GOP and mainstream media would have you believe that the government is at fault for inflation and supply chain failures. It is private-sector greed.
Who is to blame for supply chain disintegration?
60 Minutes did a piece on the supply chain disintegration that was very well done. Anyone who watched it must conclude that it is a failure of a profiteering private sector we should be used to by now.
On the inside, away from the politicians that try to blame it all on President Joe Biden, there is a circular firing squad.
“The truckers blame the terminals, the terminals blame the shippers, the retailers blame the truckers and the shippers,” said 60 Minutes’ Bill Whitaker. “How do you get that contentious group to sit at the table, stop pointing fingers, and actually clear out this backlog.”
There is no real answer. Why? The 60 Minutes piece is clear. The corporatocracy profits from the pain of the American people.
This month, the world’s largest shipping line, Maersk, reported record profits of $16 billion — up 68% from last year. The ocean carriers — most headquartered in Europe or Asia — say demand for cargo space keeps rising. …
The following exchange should clarify the fraud in the supply chain fiasco.
Rick Woldenberg: I’d estimate that the domestic lead time is 45 days. And that’s unbelievably slow. Pony Express could have gotten it here faster.

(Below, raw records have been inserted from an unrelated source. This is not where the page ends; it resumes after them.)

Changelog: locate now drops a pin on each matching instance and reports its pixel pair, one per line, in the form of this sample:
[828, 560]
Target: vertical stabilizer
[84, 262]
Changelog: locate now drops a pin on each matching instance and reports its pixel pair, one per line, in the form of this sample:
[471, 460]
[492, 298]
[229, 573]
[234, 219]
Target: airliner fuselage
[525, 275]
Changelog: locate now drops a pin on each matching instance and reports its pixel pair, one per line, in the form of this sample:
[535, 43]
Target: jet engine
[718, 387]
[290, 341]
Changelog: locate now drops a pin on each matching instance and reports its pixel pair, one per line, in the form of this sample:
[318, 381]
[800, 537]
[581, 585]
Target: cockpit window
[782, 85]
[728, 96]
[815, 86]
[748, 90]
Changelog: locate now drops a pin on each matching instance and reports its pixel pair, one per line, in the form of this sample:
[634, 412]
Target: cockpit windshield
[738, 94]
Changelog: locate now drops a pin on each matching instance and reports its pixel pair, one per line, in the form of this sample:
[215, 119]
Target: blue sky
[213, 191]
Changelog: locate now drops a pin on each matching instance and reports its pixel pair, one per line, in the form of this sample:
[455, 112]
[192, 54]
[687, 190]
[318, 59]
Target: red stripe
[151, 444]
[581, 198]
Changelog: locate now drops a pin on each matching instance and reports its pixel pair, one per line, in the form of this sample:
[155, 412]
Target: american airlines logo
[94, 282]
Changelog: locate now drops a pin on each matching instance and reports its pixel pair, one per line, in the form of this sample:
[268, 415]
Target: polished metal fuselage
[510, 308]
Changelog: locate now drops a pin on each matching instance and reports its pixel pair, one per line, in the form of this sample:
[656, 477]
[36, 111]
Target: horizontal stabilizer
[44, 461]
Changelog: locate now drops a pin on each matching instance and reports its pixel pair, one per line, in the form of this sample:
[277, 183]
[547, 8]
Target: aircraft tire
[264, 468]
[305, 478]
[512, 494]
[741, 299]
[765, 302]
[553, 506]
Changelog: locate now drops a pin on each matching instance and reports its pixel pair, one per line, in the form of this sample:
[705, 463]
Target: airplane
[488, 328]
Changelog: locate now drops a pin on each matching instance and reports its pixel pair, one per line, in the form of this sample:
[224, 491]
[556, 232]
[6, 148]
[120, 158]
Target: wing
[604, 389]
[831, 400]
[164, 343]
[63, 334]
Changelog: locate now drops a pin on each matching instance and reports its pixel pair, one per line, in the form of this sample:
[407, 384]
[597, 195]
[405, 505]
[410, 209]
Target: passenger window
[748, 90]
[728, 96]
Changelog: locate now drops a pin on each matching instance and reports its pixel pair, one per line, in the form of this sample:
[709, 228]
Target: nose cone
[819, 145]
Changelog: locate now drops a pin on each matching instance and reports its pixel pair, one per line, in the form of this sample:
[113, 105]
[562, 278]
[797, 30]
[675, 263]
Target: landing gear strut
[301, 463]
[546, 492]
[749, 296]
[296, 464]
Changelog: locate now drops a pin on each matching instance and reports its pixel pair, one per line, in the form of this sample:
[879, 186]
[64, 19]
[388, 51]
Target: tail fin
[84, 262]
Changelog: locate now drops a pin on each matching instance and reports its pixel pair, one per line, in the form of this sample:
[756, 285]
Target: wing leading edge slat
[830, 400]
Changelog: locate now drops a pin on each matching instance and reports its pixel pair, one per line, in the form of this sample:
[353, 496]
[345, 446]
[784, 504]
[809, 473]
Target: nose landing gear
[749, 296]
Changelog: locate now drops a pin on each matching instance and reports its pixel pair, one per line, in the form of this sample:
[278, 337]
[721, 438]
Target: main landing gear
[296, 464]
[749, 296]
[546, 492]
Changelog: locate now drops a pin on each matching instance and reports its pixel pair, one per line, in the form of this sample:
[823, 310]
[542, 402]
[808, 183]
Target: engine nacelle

Woldenberg told us he tried to avoid the backlog by placing his Christmas orders in May, only to hit a monumental snag in Chicago.
There was so much cargo at the rail yards that his containers got stuck at the bottom of a pile for nine weeks. He told us it was like having his toys held hostage. The kicker? The rail line charged him for “storage.” This on top of paying $30,000 for a container from China, ten times what he paid last year.
Rick Woldenberg: If that were as bad as it was, that would still be horrible but it gets worse because we get penalized for storage. And that’s where it becomes the theatre of the absurd. So, the $25,000 to $30,000 is the market gone berserk but penalties are a punishment that is unconscionable.
Bill Whitaker: So wait a minute your– your cargo is being held up?
Rick Woldenberg: Right
Bill Whitaker: For nothing you have done wrong?
Rick Woldenberg: Correct
Bill Whitaker: You can’t go pick it up?
Rick Woldenberg: Correct.
Bill Whitaker: But you have to pay for it to be stored?
Rick Woldenberg: Correct.
The private sector always wins in our corrupt system. They profit from their pricing power or their monopolies. And if they fail, the government, we-the-people bail them out. Yet, there is always hesitation in giving a pittance to we-the-people when in need.
If we are to succeed in getting middle-class-centric policies, we must enlighten our peers, friends, and families to the truth. Doing so increases the probability of inoculation from the propaganda that continues to have us voting against our interests.